Pizarro and his men arrive unhindered at Cajamarca, and they ask for a meeting with Atahualpa. They say, “hey Sapa Inca, come into this little area of town where we are, and let’s hang out.” Now, the Spanish wrote down everything from their expeditions, so we have some primary documents for what happens next. Apparently, Atahualpa put on a great big spectacle of a display- he had the entire road covered with flower petals, and he arrived on a huge portable throne carried by 80 men. He had four other high-ranking lords carried in hammocks march behind him and he had 5,000 soldiers parading in the rear. Spanish records note the abundance of alcohol among the Incas and they point out that Atahualpa in particular was super drunk. But he was celebrating, the war was over and he had been surprised by the Spanish while on his first vacation in half a decade. We know from how Atahualpa fought in the civil war that he was a smart military man, maybe if he hadn’t been drunk and cocky he would have suspected a trap. Because he parades his posse into the Spanish part of the little town for the meeting… and there’s no one there. Not a person to be found. Picture a tumbleweed rolling across an empty street. Atahualpa is standing there, all dressed up, drunk, and confused. Then this little priest comes out of a building, a man named Friar Vincente, and he has an interpreter with him. Friar Vincente starts explaining Catholicism and then he hands Atahualpa a Bible and asks him if he will surrender to King Charles of Spain. Spanish records record Atahualpa saying, “I will be no man’s tributary.” And dropping the Bible onto the ground. Pizarro responds with a cannon shot and all the Spanish conquistadors springing the ambush. They launch their surprise assault, and it is devastating. The Spanish record 1,000 Incas killed, and one Spanish man wounded. Wounded, not dead, just wounded. It’s a massacre.
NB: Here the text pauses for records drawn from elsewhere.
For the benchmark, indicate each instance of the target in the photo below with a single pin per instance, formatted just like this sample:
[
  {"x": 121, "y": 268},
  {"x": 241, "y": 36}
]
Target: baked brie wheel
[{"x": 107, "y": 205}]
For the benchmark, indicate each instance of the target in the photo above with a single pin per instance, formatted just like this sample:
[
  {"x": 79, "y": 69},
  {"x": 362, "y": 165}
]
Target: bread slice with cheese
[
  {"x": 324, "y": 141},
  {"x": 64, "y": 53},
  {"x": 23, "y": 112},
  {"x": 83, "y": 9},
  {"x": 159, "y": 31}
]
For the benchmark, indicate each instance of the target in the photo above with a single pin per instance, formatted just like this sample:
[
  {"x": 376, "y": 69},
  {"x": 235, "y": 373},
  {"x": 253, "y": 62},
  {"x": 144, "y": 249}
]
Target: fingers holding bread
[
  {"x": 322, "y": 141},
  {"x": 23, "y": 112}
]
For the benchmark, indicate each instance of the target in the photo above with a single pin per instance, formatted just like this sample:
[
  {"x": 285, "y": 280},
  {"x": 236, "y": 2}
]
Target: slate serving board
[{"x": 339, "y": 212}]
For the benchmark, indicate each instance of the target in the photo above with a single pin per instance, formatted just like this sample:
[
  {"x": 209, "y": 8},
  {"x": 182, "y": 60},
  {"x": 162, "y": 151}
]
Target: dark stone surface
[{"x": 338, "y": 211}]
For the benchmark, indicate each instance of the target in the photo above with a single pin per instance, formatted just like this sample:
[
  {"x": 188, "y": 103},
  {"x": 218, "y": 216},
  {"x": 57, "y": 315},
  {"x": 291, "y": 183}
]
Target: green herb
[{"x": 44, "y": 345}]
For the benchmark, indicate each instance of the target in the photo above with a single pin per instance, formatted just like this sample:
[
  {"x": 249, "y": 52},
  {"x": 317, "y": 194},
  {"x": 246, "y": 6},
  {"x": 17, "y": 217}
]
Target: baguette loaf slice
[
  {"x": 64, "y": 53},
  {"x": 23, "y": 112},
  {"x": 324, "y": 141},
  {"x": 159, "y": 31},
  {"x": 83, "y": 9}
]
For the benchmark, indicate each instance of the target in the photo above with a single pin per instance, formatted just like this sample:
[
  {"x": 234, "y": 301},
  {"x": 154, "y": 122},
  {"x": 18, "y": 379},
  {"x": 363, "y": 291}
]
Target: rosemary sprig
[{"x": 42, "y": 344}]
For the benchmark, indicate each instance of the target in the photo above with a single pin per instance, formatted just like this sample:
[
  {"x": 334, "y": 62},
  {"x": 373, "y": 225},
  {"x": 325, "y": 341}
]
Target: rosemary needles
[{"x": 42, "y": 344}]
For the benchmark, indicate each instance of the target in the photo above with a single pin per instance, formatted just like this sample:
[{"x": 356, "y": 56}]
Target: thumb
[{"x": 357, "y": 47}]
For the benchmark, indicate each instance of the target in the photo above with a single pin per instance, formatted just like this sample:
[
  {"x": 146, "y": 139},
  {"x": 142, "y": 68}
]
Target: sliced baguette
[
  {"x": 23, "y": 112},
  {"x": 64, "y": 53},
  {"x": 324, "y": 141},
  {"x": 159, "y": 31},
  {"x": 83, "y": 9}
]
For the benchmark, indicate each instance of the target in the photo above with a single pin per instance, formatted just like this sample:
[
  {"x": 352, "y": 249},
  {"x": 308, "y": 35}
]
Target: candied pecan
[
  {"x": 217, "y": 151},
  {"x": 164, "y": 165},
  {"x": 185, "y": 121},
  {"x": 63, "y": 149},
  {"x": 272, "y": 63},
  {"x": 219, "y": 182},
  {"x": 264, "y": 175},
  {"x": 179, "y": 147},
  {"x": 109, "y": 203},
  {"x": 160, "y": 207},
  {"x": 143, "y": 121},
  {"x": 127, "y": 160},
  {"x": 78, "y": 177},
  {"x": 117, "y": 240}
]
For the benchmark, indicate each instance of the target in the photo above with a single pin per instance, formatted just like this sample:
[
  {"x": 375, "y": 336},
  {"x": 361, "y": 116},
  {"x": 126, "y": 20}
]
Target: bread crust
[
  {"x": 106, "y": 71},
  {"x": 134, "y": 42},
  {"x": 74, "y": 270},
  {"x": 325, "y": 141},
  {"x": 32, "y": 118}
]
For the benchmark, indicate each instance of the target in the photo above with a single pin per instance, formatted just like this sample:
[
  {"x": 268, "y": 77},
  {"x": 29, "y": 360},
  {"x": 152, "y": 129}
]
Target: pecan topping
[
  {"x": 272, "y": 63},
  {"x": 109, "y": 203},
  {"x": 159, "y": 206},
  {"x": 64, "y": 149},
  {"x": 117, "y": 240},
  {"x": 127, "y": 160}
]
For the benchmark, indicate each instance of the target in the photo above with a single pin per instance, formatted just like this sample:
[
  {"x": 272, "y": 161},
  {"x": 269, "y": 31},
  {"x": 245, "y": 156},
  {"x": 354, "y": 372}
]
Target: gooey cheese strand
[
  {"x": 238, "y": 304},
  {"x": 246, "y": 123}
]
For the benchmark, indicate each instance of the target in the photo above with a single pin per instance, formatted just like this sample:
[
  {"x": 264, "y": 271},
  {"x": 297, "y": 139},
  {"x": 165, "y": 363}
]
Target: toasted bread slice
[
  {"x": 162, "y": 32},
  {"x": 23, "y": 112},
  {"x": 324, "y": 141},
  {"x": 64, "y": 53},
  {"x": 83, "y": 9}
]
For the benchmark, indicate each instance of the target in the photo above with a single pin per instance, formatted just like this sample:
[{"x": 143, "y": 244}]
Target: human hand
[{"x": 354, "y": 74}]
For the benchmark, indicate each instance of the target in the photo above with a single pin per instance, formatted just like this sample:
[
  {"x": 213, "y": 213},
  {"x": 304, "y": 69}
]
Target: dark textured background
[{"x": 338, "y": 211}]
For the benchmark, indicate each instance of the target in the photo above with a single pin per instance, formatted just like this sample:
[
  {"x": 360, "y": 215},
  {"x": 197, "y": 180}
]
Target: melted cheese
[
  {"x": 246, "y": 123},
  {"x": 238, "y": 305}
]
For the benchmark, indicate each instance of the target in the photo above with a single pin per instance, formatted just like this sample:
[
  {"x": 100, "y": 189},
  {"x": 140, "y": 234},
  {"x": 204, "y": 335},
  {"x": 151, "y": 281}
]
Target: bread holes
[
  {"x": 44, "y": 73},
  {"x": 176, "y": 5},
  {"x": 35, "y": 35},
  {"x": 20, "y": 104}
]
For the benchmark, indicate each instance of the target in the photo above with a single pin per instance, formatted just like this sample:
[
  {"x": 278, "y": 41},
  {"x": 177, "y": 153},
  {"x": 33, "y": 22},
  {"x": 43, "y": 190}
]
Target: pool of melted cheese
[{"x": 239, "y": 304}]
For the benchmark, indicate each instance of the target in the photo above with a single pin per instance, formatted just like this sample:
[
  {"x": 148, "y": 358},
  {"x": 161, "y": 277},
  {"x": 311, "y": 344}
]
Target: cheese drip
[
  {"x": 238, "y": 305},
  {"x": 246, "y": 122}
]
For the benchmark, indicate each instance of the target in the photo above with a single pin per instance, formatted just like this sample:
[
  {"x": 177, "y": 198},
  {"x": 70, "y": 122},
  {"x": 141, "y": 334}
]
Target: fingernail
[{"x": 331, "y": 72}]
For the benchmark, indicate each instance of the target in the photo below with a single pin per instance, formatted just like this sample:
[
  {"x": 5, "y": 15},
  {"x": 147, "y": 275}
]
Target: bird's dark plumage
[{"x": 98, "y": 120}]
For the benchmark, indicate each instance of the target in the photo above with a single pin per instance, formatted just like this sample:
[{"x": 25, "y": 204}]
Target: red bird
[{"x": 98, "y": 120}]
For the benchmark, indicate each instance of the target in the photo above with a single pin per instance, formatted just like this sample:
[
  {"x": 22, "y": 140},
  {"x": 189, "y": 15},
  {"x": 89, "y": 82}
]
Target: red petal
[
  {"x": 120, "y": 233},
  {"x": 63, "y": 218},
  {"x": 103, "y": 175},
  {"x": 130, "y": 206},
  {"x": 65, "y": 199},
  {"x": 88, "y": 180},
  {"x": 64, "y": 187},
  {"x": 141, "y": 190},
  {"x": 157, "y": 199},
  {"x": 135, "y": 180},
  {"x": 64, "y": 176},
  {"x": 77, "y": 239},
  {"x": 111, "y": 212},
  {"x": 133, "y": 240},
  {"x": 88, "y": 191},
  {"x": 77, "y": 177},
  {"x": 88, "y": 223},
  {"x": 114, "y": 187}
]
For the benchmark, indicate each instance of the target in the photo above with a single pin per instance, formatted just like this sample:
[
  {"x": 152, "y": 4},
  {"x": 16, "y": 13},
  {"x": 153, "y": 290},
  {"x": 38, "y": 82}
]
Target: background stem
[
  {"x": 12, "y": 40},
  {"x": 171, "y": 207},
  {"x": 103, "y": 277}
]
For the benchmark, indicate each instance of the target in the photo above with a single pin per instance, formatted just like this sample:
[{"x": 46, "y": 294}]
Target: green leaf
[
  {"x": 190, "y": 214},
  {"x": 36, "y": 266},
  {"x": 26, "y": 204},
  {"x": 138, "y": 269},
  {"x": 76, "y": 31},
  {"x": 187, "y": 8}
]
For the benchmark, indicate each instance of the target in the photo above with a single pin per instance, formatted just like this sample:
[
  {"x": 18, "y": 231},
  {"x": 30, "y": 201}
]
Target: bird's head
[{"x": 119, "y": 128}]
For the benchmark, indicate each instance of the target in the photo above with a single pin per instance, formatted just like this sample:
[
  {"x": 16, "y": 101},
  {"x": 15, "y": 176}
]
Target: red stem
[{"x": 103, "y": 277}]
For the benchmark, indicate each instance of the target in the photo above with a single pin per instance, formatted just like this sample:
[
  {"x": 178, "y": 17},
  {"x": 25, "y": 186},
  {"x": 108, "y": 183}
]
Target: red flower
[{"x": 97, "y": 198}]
Pizarro takes Atahualpa hostage and uses him as leverage to prevent the Incas from counterattacking. A counterattack wasn’t really a threat, the Incas were so freaked out by the Spanish’s technological superiority, and they were weak from disease and the civil war. While the Incas scrambled to figure out what to do next, Atahualpa had sobered up and was scheming. He was being held prisoner in a little two room house. Atahualpa suggested to Pizarro that he buy his freedom. Atahualpa claimed he could fill the entire main room of the house with gold, and he could fill the smaller room twice over with silver, if Pizarro would give him two months. Well now. Pizarro had come to Peru looking for treasure and now the captured king was offering to deliver it to him? Okay! Poor Atahualpa seemed to think along the same lines as Montezuma of the Aztecs; gold and silver were the most revered and sacred objects, surely gifts of precious metals would entice the Spanish to leave. The Incas did not know of the sad fate of the Aztecs ten years earlier, they didn’t know this was a flawed strategy. But Atahualpa came through with his offer, the gold and silver flowed out of Cuzco and Incan temples to the little house. And get this, the so-called “Ransom Room” is still standing in Cajamarca, you can go and see it today. It’s main room is 22 feet long and 17 feet wide and 9 feet high. The collected gold and silver was melted down into standard ingots. The Spanish kept detailed records, so we can adjust the monetary value to modern times… Atahualpa gave the Spanish half a billion dollars in gold and silver.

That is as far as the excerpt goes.